I like to look at comparisons with the rest of the NL. I think they show that the Reds are a better than average offensive team and a worse than average pitching team (for the NL). The offense is pretty good, but not good enough to compensate for the pitching.
These are overall stats, and don't consider improvement/diminishment as the team has changed throughout the year.
Offensively, the team is a high home run and walk team but deficient in getting base hits. Run production lags behind OPS/OBP. As of today, in the NL, they are:
First in Walks
First in Home Runs
Second in OPS (.791)
Tied for second in OBP (.342)
Fifth in runs
Eighth in hits
Tied for 10th-12th in Batting Average (.263)
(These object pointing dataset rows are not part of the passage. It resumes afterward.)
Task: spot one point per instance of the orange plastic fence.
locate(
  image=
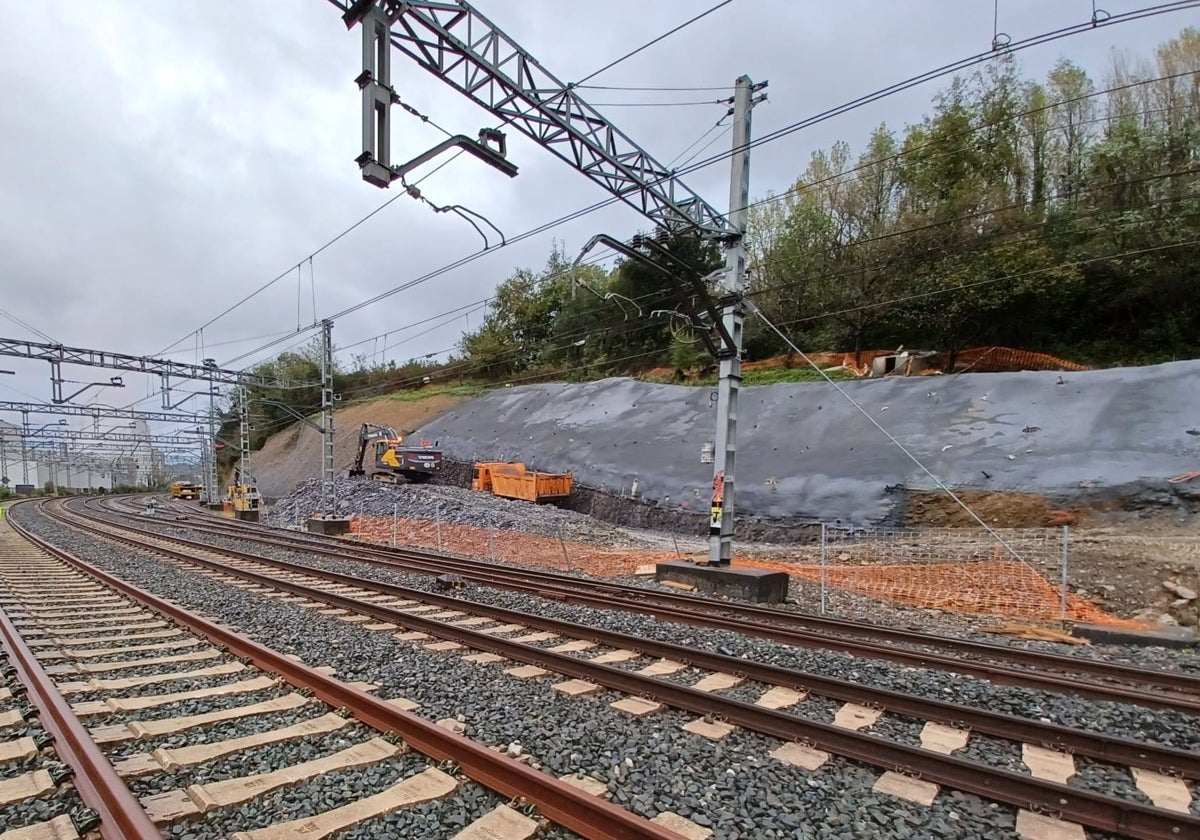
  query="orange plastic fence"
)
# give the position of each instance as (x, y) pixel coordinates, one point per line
(508, 546)
(997, 359)
(979, 585)
(1006, 588)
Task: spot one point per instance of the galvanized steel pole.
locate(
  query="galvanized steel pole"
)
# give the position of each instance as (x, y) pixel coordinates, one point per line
(720, 531)
(327, 406)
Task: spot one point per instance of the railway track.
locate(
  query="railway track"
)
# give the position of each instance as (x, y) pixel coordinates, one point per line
(492, 633)
(995, 663)
(165, 717)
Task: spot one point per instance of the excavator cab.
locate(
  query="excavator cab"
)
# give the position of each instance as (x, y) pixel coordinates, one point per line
(393, 459)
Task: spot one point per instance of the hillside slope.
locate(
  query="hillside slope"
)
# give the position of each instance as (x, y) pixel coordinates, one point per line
(294, 455)
(805, 453)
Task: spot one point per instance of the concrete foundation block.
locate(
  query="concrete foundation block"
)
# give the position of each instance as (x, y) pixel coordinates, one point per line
(329, 527)
(759, 586)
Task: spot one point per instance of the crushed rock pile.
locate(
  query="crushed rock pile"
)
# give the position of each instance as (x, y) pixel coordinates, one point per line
(453, 505)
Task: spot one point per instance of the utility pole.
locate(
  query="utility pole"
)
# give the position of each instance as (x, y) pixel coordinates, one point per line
(327, 420)
(24, 448)
(244, 439)
(211, 490)
(720, 526)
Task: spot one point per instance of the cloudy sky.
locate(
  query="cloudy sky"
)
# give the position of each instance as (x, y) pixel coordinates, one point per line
(163, 159)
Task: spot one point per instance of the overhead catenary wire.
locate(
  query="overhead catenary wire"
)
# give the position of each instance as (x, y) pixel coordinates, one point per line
(29, 327)
(327, 245)
(977, 241)
(975, 130)
(652, 42)
(945, 70)
(941, 485)
(654, 89)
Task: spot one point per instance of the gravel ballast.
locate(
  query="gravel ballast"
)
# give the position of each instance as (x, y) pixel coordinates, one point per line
(649, 765)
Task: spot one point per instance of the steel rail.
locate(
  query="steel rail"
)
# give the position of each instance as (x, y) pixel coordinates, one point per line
(1049, 672)
(589, 816)
(121, 816)
(1093, 745)
(1079, 805)
(689, 604)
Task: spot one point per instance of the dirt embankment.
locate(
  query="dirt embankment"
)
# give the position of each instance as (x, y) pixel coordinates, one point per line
(294, 455)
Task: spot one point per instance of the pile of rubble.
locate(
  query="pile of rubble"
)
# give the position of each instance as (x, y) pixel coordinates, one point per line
(450, 505)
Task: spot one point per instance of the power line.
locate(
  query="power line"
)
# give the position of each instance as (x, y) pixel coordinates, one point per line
(888, 435)
(983, 239)
(973, 130)
(329, 243)
(945, 70)
(29, 327)
(665, 90)
(651, 43)
(655, 105)
(1020, 275)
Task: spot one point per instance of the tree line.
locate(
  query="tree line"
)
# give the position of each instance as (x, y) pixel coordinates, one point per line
(1059, 215)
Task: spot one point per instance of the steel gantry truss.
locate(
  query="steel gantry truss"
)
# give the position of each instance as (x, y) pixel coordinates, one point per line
(457, 45)
(53, 435)
(95, 412)
(168, 370)
(468, 52)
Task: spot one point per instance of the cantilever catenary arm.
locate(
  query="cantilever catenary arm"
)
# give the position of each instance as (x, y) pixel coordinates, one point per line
(469, 53)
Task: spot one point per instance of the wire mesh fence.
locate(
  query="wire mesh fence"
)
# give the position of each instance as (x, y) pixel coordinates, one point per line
(1007, 574)
(497, 544)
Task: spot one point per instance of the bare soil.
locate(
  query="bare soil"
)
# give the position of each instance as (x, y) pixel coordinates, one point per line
(294, 455)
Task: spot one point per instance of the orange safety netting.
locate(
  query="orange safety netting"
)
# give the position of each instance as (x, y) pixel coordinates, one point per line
(508, 546)
(995, 587)
(973, 586)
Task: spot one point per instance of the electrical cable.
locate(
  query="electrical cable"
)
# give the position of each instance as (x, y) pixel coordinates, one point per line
(1054, 35)
(983, 239)
(657, 105)
(651, 43)
(612, 87)
(918, 462)
(29, 327)
(945, 70)
(989, 281)
(975, 130)
(328, 244)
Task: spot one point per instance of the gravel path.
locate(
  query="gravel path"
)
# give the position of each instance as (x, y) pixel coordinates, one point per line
(648, 765)
(1168, 727)
(328, 791)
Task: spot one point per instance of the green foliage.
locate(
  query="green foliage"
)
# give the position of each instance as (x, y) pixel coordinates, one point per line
(774, 376)
(1035, 215)
(461, 390)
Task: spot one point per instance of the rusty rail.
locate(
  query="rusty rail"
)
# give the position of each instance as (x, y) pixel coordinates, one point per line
(587, 815)
(1014, 789)
(1095, 745)
(1048, 672)
(121, 816)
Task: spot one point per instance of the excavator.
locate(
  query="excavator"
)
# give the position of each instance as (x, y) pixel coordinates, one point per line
(393, 459)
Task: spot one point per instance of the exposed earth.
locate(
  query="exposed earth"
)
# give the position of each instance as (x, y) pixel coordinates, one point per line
(1134, 550)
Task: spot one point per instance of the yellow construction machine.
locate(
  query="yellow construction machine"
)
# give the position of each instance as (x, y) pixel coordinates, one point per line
(185, 490)
(394, 459)
(513, 480)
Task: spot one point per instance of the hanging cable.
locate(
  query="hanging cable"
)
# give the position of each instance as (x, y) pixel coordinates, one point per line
(29, 327)
(941, 485)
(657, 105)
(664, 90)
(945, 70)
(651, 43)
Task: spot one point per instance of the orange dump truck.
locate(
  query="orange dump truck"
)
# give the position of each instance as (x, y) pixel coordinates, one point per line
(515, 481)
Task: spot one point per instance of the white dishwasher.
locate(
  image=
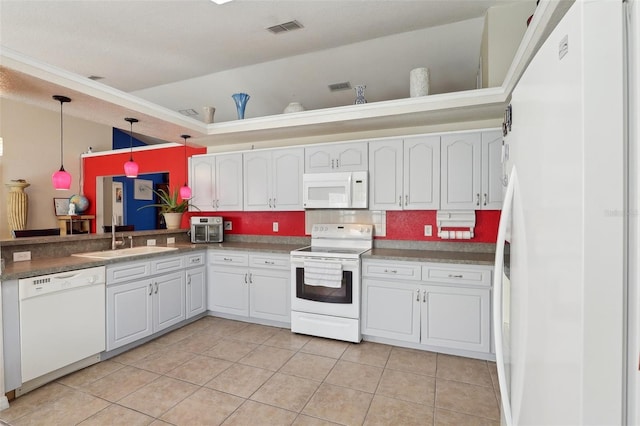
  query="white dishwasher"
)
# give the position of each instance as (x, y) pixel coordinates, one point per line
(62, 320)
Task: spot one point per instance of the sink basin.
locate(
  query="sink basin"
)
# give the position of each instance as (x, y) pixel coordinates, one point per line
(133, 251)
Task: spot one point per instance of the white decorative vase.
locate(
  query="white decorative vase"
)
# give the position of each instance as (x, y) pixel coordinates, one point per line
(419, 82)
(293, 107)
(207, 114)
(172, 220)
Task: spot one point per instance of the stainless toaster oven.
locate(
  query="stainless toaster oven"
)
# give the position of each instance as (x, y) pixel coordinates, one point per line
(207, 229)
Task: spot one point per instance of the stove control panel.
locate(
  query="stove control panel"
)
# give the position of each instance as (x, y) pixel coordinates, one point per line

Pitching wise, the team is improved over 2005. I don't have the 2005 numbers handy, but the team ERA (last two years) was over 5. Now the numbers are a bit better:
11th in team ERA (4.67)
11th in runs allowed
15th (of 16) in OPS against (.804)
First in homers allowed
Third in fewest walks allowed
Ninth in most strikeouts
7th in saves (tied)
I guess my conclusion is that the Reds have steadily had a good offense the last three years and still do. The offense would be even better with a few higher BA hitters. (Griffey and Dunn hitting around .250 with lots of at bats obviously pulls down the BA for the team.)
But overall pitching is still the culprit. The Reds are competing this year because the pitching is finally in a "normal" range (as opposed to the horrendous numbers in 2004 and 05). But the pitching numbers at this point are still unsatisfactory. (Note that the OPS against is .804, worse than the offensive OPS of .791)
To go a bit further, the following starting ERAs are -- in my view -- the single biggest problem. Mays (27 IP) - 7.33; Claussen (77 IP) - 6.19; Michalak (21 IP) - 5.56; Ramirez (104 IP) - 5.37; Milton (141 IP) - 5.16.
So, with all the frustration over the offense and bullpen, it looks to me that getting two good new starting pitchers next year would dramatically upgrade this team.